Gravels sind nicht so sensibel, was den Fahruntergrund anbetrifft. Es sind schmale Mountainbike-Reifen aufgezogen. Anstatt einer Feder- ist eine Carbon-Gabel montiert. Dadurch wird eine leichte Dämpfung erzeugt. So kommt man problemlos über schöne Brandenburger Schotterwege. Und im Berliner Stadtverkehr ist man mit einem Gravel-Bike auch sehr gut ausgestattet.
Aber auch klassische Rennräder erfreuen sich großer Beliebtheit. Auf dem Tempelhofer Feld oder auf superglatten Strecken, wo es keine Hindernisse gibt, ist man damit gut aufgehoben.
Welche Trends beobachten sie noch?
Bei den E-Bikes geht der Trend zu leichteren Fahrzeugen. Das ist auch nachvollziehbar, denn wenn man mit einem schweren E-Bike (bis zu 30 Kilogramm) unterwegs ist, der Aufzug ausfällt oder sein Rad samt Gepäck eine Treppe hochträgt, dann ist so ein schweres E-Bike für viele Menschen nicht besonders praktisch.
Auf was sollte ich achten, wenn ich mir im Frühjahr jetzt ein Rad zulegen will?

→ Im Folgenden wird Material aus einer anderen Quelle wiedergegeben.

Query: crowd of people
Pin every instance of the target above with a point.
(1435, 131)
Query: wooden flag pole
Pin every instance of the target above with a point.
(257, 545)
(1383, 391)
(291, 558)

Es lohnt sich immer, in mehrere Fahrradläden zu gehen und verschiedene Räder auszuprobieren. Dann ist die eigene Körperhaltung auf dem Rad nicht unwichtig. Beim Gravel-Rad sitzt man nicht so aufrecht wie auf einem Trekking-Bike, sondern ist eher sportlicher unterwegs. Man kann sich von einem Fahrradhändler seines Vertrauens auch ein Rad für seine Bedürfnisse konfigurieren lassen. So kann man einen Vorbau tauschen, Sattel und Lenker richtig einstellen lassen und so weiter.
Wenn man ein eher größeres Fahrrad nimmt, dann hat man auch einen anderen Wenderadius, als wenn man ein kleineres Fahrrad nimmt. Das ist eine Wissenschaft für sich.
Vielen Dank für das Gespräch!
Mit Pablo Ziller sprach Georg-Stefan Russew, rbb|24.